El valor total en cadena de los activos tokenizados del mundo real (RWA) ha superado los $31.76 mil millones, un hito que subraya cómo las finanzas tradicionales están migrando silenciosamente hacia las redes blockchain. Liderando el grupo están los productos tokenizados del Tesoro de EE.UU. de Circle y BlackRock, cuyas ofertas combinadas representan ahora una parte significativa de ese valor.
El USYC de Circle supera los $3 mil millones
El fondo tokenizado del Tesoro de Circle, USYC, ha superado los $3 mil millones en valor en cadena, convirtiéndose en uno de los mayores emisores individuales en el espacio RWA. El fondo permite a los inversores institucionales mantener deuda del gobierno de EE.UU. a corto plazo en forma tokenizada, liquidándose en cadena sin la demora habitual de los mercados de bonos tradicionales. El fondo BUIDL de BlackRock, lanzado el año pasado, también ha atraído miles de millones, pero el crecimiento de Circle ha sido constante, especialmente después de una ola de integraciones con plataformas nativas de cripto.

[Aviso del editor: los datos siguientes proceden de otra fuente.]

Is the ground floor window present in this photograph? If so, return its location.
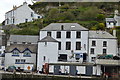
[58,54,67,61]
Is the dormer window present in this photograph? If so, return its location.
[31,12,33,17]
[12,50,19,56]
[23,50,31,57]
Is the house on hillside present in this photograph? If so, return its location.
[37,23,118,76]
[5,44,37,69]
[89,31,117,62]
[106,10,120,28]
[5,35,38,69]
[5,2,42,25]
[0,30,6,69]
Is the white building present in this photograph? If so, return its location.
[37,23,88,71]
[5,35,38,69]
[88,31,117,62]
[37,36,58,70]
[0,30,6,69]
[5,2,42,25]
[37,23,117,76]
[5,44,37,69]
[106,10,120,28]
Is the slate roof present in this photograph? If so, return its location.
[89,31,117,39]
[5,44,37,53]
[106,18,116,22]
[39,36,58,42]
[41,23,88,31]
[6,2,27,14]
[9,35,39,43]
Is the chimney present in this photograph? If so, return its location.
[13,5,17,9]
[61,25,64,30]
[113,29,116,37]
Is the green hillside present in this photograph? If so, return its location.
[6,2,119,35]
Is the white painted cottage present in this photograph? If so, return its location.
[5,35,38,69]
[88,31,117,62]
[37,23,117,76]
[106,10,120,28]
[37,23,88,71]
[5,2,42,25]
[0,30,6,69]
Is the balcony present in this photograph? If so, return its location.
[96,59,120,66]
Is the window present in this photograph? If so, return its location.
[13,50,19,55]
[57,32,61,38]
[47,32,51,36]
[15,59,26,64]
[31,12,33,17]
[15,59,20,63]
[90,48,94,54]
[23,50,31,57]
[76,42,81,50]
[13,18,15,24]
[25,19,28,22]
[43,56,46,61]
[22,42,26,44]
[92,41,96,46]
[66,32,71,38]
[91,57,96,61]
[76,31,81,38]
[58,54,67,61]
[21,59,25,63]
[7,19,9,24]
[38,16,40,19]
[75,54,80,60]
[66,42,71,50]
[13,42,17,44]
[58,42,61,50]
[103,49,107,54]
[28,42,31,44]
[103,41,107,47]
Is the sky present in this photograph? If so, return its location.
[0,0,32,23]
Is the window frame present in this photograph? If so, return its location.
[76,31,81,38]
[103,41,107,47]
[66,42,71,50]
[56,31,61,38]
[92,40,96,46]
[47,31,52,36]
[66,31,71,38]
[90,48,95,54]
[76,42,81,50]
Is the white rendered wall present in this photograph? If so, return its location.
[89,39,117,62]
[5,53,36,68]
[37,42,58,71]
[40,31,88,62]
[5,4,41,25]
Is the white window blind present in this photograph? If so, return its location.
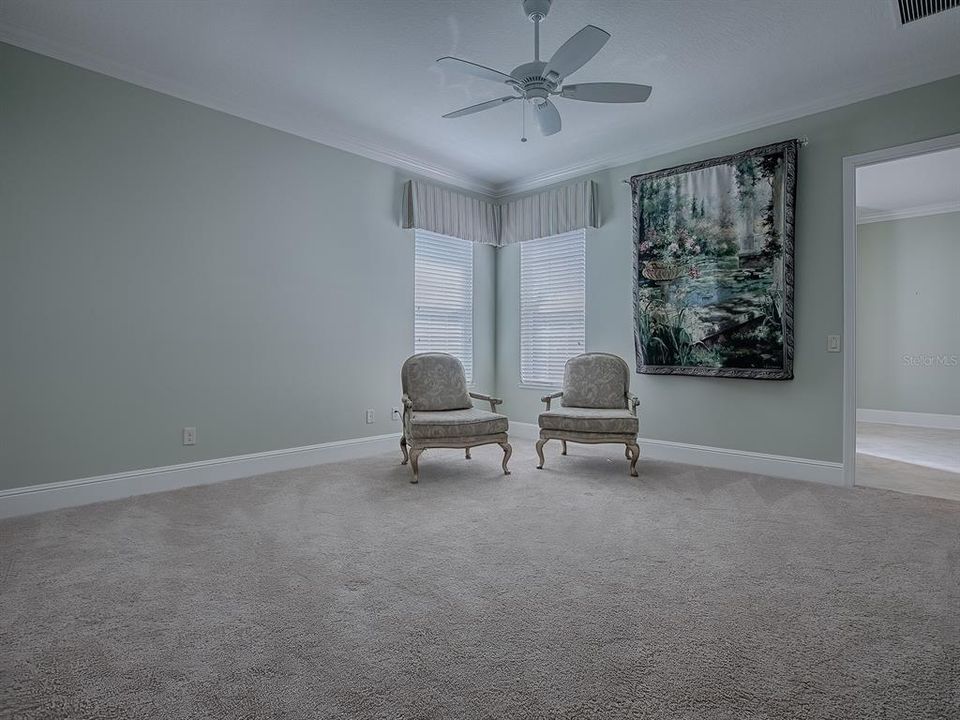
[520,230,586,387]
[414,230,473,383]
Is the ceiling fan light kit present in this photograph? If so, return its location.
[437,0,652,142]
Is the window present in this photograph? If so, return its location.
[520,230,586,387]
[414,230,473,383]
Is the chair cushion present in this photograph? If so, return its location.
[400,353,473,410]
[408,408,509,440]
[560,353,630,408]
[540,407,640,435]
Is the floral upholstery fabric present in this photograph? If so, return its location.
[560,353,630,408]
[407,408,509,440]
[400,353,473,410]
[540,407,640,436]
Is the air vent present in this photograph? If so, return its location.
[896,0,960,25]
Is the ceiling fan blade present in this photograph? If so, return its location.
[437,57,517,85]
[535,100,560,137]
[443,95,520,118]
[560,83,653,102]
[543,25,610,78]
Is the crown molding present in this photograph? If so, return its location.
[0,22,496,197]
[0,22,960,200]
[493,63,960,199]
[857,200,960,225]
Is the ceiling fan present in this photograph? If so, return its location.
[437,0,653,142]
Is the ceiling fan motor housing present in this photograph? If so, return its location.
[521,0,553,22]
[510,60,557,99]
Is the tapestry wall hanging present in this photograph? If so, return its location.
[630,140,799,380]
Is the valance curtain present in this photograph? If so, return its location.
[500,180,600,245]
[403,180,500,245]
[403,180,600,246]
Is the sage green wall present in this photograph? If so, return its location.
[857,213,960,415]
[0,44,495,488]
[496,77,960,462]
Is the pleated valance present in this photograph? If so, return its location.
[500,180,600,245]
[403,180,500,245]
[403,180,600,246]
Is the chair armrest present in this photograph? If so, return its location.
[540,390,563,410]
[470,392,503,412]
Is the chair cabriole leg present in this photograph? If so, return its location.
[627,443,640,477]
[497,443,513,475]
[410,447,424,483]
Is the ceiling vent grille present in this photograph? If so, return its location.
[896,0,960,25]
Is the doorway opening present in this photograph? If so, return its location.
[843,135,960,500]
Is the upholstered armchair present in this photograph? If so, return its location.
[537,353,640,477]
[400,353,513,483]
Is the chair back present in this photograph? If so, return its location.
[400,353,473,411]
[560,353,630,409]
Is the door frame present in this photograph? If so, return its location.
[842,133,960,487]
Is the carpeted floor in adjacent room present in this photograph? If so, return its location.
[0,441,960,720]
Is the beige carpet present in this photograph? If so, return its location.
[0,441,960,720]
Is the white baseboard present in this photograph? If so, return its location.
[0,433,400,518]
[510,422,844,485]
[857,408,960,430]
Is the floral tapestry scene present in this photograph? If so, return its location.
[630,140,798,380]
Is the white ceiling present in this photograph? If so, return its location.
[0,0,960,194]
[857,148,960,221]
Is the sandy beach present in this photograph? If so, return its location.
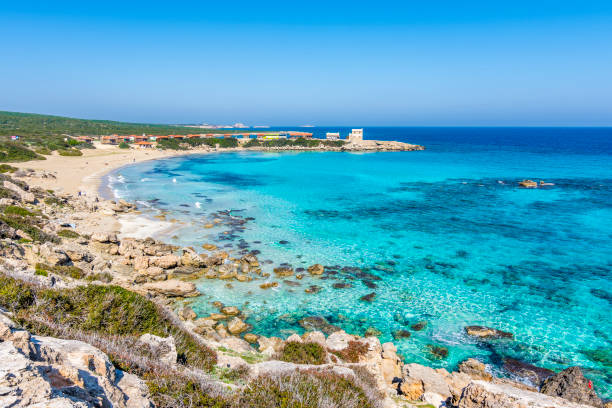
[11,142,213,196]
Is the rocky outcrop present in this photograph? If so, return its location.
[142,279,200,297]
[459,358,493,381]
[465,326,514,339]
[457,381,590,408]
[0,316,153,408]
[138,333,178,365]
[540,367,603,408]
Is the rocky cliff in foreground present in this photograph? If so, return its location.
[0,313,153,408]
[0,171,604,408]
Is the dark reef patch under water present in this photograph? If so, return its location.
[107,130,612,397]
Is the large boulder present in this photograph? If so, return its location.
[540,367,603,407]
[298,316,341,334]
[138,333,178,364]
[308,264,325,275]
[142,279,200,297]
[503,358,555,387]
[465,326,514,339]
[402,363,451,398]
[150,255,179,269]
[0,317,153,408]
[459,358,493,381]
[91,231,118,244]
[457,381,591,408]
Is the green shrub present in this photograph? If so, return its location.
[0,164,17,173]
[278,341,327,364]
[57,229,80,239]
[238,370,377,408]
[4,205,35,217]
[144,373,232,408]
[0,276,216,371]
[0,275,34,310]
[34,146,51,156]
[0,187,19,200]
[58,149,83,156]
[0,142,45,162]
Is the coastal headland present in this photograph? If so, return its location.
[0,146,608,408]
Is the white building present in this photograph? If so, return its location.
[348,129,363,142]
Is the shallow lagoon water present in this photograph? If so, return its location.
[109,128,612,395]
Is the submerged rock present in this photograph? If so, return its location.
[540,367,603,407]
[459,358,493,381]
[274,266,293,278]
[465,326,514,339]
[457,381,587,408]
[359,292,376,302]
[308,264,325,275]
[227,317,251,335]
[410,321,427,331]
[393,330,411,340]
[503,358,555,387]
[427,344,448,358]
[298,316,341,334]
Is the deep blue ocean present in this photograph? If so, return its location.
[108,127,612,397]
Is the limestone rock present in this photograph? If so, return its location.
[298,316,340,334]
[465,326,514,339]
[286,333,303,343]
[540,367,603,407]
[457,380,588,408]
[0,318,153,408]
[138,333,178,364]
[142,279,200,297]
[403,363,451,398]
[459,358,493,381]
[274,266,293,278]
[308,264,325,275]
[257,336,285,357]
[503,358,555,387]
[178,306,198,320]
[227,317,250,335]
[399,378,425,401]
[325,330,355,351]
[302,331,325,346]
[150,255,179,269]
[91,232,117,244]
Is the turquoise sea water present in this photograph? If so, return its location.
[109,128,612,397]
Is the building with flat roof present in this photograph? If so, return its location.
[348,129,363,142]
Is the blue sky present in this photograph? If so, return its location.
[0,0,612,126]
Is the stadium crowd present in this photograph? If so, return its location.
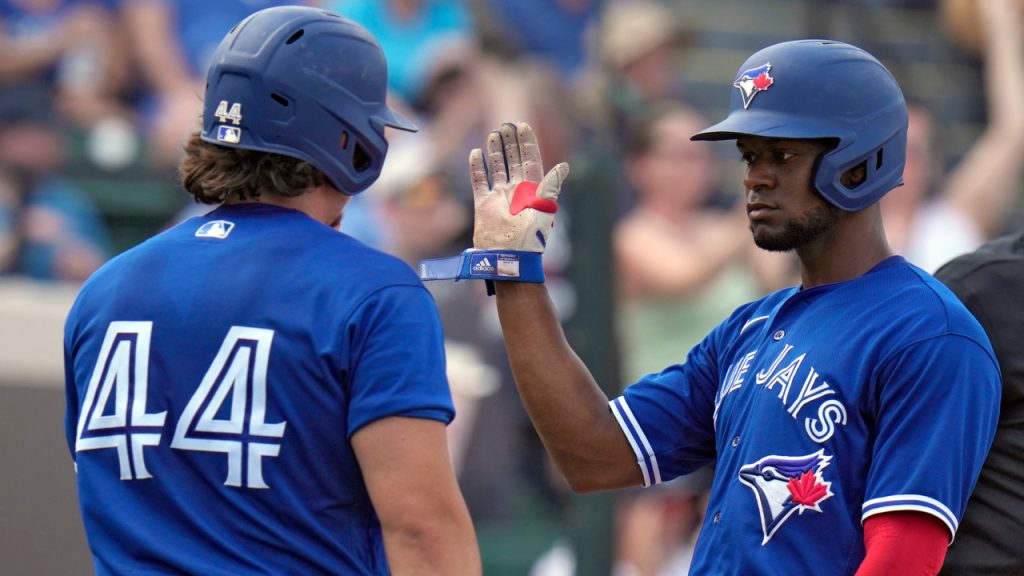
[0,0,1024,576]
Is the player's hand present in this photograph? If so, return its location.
[469,122,569,252]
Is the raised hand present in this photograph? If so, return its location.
[469,122,569,252]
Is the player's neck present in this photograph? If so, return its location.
[797,205,893,288]
[227,184,349,228]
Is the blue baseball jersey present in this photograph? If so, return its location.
[65,204,455,576]
[610,256,999,576]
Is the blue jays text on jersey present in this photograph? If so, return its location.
[65,205,454,575]
[610,256,999,576]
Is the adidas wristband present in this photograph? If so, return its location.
[420,248,544,284]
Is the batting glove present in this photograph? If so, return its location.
[469,122,569,252]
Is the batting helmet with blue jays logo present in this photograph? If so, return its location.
[692,40,907,211]
[201,6,417,195]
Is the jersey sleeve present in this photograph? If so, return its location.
[610,332,718,487]
[861,334,1000,541]
[345,286,455,437]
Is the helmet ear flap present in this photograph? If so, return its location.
[352,141,373,172]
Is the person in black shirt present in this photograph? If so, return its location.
[935,231,1024,576]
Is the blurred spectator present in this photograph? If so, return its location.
[882,0,1024,272]
[614,107,760,382]
[0,0,123,282]
[595,0,685,130]
[327,0,473,105]
[116,0,307,166]
[935,226,1024,576]
[0,0,125,130]
[614,106,759,576]
[476,0,602,81]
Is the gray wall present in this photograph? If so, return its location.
[0,280,92,576]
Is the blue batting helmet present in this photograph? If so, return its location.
[201,6,416,195]
[692,40,907,212]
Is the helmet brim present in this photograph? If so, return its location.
[375,108,420,132]
[690,110,848,141]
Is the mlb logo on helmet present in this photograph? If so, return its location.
[217,126,242,143]
[732,64,775,110]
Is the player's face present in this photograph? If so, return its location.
[736,136,842,252]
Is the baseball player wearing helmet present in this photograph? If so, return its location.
[65,7,480,575]
[470,40,999,576]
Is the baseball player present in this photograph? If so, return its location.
[65,7,480,575]
[430,40,999,576]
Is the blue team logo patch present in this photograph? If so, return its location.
[217,125,242,143]
[732,64,775,110]
[739,450,833,546]
[196,220,234,240]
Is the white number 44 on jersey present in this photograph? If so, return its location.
[75,322,286,488]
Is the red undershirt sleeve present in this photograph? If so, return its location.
[856,511,949,576]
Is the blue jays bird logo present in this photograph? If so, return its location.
[732,64,775,110]
[739,450,833,546]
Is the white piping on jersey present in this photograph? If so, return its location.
[860,494,959,544]
[609,397,662,487]
[739,316,768,334]
[608,399,650,488]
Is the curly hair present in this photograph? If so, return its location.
[178,132,327,204]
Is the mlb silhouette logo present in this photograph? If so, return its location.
[498,254,519,278]
[469,254,498,276]
[196,220,234,240]
[217,126,242,143]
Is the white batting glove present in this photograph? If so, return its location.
[469,122,569,252]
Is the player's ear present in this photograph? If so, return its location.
[840,160,867,189]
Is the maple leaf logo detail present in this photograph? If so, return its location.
[786,470,828,508]
[754,72,775,90]
[739,449,835,546]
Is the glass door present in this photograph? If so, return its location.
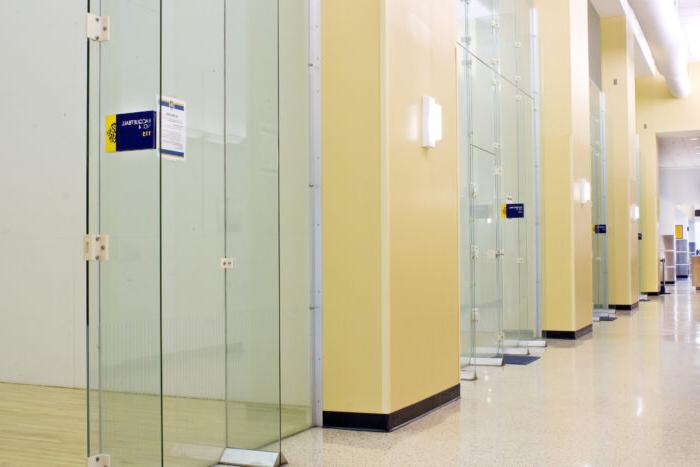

Más allá de los bonos: capital privado y nóminas en cadena
La expansión del mercado no se limita a los Tesoros. Nuevos proyectos de tokenización están incursionando en el capital privado e incluso en las nóminas, llevando los RWA mucho más allá del nicho de activos seguros que ocupaban hace un año. Los fondos de crédito privado, que normalmente inmovilizan capital durante años, se están desglosando en tokens negociables. Los tokens de nómina permiten a los empleados recibir salarios en dólares digitales en tiempo real que pueden gastarse o ahorrarse al instante, algo que los sistemas de pago tradicionales difícilmente pueden igualar.
Por qué es importante el impulso institucional
Si la primera ola de RWA se trataba de demostrar que los bonos podían funcionar en una blockchain, la segunda ola consiste en escalar esa idea a través de clases de activos. Bancos, gestores de activos y empresas fintech buscan formas de reducir los tiempos de liquidación y los costos administrativos. Tokenizar activos ilíquidos como el capital privado puede desbloquear negociación secundaria donde antes no existía. La tokenización de nóminas, por su parte, podría reducir la fricción para los trabajadores transfronterizos y los pagos de la economía informal.
La cifra de $31.76 mil millones, aunque aún pequeña en comparación con el mercado global de bonos de $100 billones, muestra una dirección clara. Los inversores ya no solo experimentan: están asignando capital real a productos tokenizados. La pregunta ahora es si la infraestructura podrá manejar el próximo tramo de crecimiento, especialmente a medida que más activos de mercados privados lleguen a la cadena.
La claridad regulatoria sigue siendo una incógnita. La Comisión de Bolsa y Valores de EE.UU. aún no ha emitido una guía clara para muchos valores tokenizados, y algunos proyectos dependen de exenciones que podrían no mantenerse a medida que los volúmenes crezcan. Por ahora, el mercado avanza más rápido que las reglas.